Ana Cueva, another DACA recipient, is an intensive care nurse who traveled from her home in Utah to help treat patients in California. She credited the nurses who helped care for her mom after cancer for inspiring her to become a nurse as well. "She would tell me how the nurses at the hospital helped her through a difficult time,” she told CNN.
“We know immigrant health care workers can help to fill this gap and provide critical care to so many communities in need,” Padilla said. “How? Because, in large part, they already are. One in every four physicians and one in every six nurses is an immigrant in the United States.” Padilla’s office said that panelists “emphasized how immigrant physicians have already stepped up to fill the gaps in underserved areas and how lifting restrictions would increase access to health care services for that population.”
In Illinois, one initiative provides a model of how this critical shortage can be filled, by aiding immigrants who have international medical training and are working to gain U.S. licensure. “The Chicago Welcome Back Center program is based on the national Welcome Back Initiative’s model, and will assist participants in exploring and pursuing alternative careers in health care while they are on the path towards licensure,” a release said last month.

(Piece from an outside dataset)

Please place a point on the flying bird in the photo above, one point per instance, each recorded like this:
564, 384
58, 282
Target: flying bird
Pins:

Padilla’s first bill after being appointed to the seat vacated by Vice President Kamala Harris was a bill putting undocumented immigrants who have served as essential workers during the pandemic on a pathway to citizenship. The Citizenship for Essential Workers Act would affect up to 5 million people. But despite the enduring labor of health care workers and farmworkers during the pandemic, the bill has not come to a full vote since being introduced more than a year ago.
“If there’s one thing that the pandemic showed, it was the importance of the essential workers, of whom—many of them, of course, our doctors, our nurses, our health care workers—stretched thin to the brink of exhaustion during the two years of the pandemic, and it’s still not over,” Hawaii Sen. Mazie Hirono said during the hearing.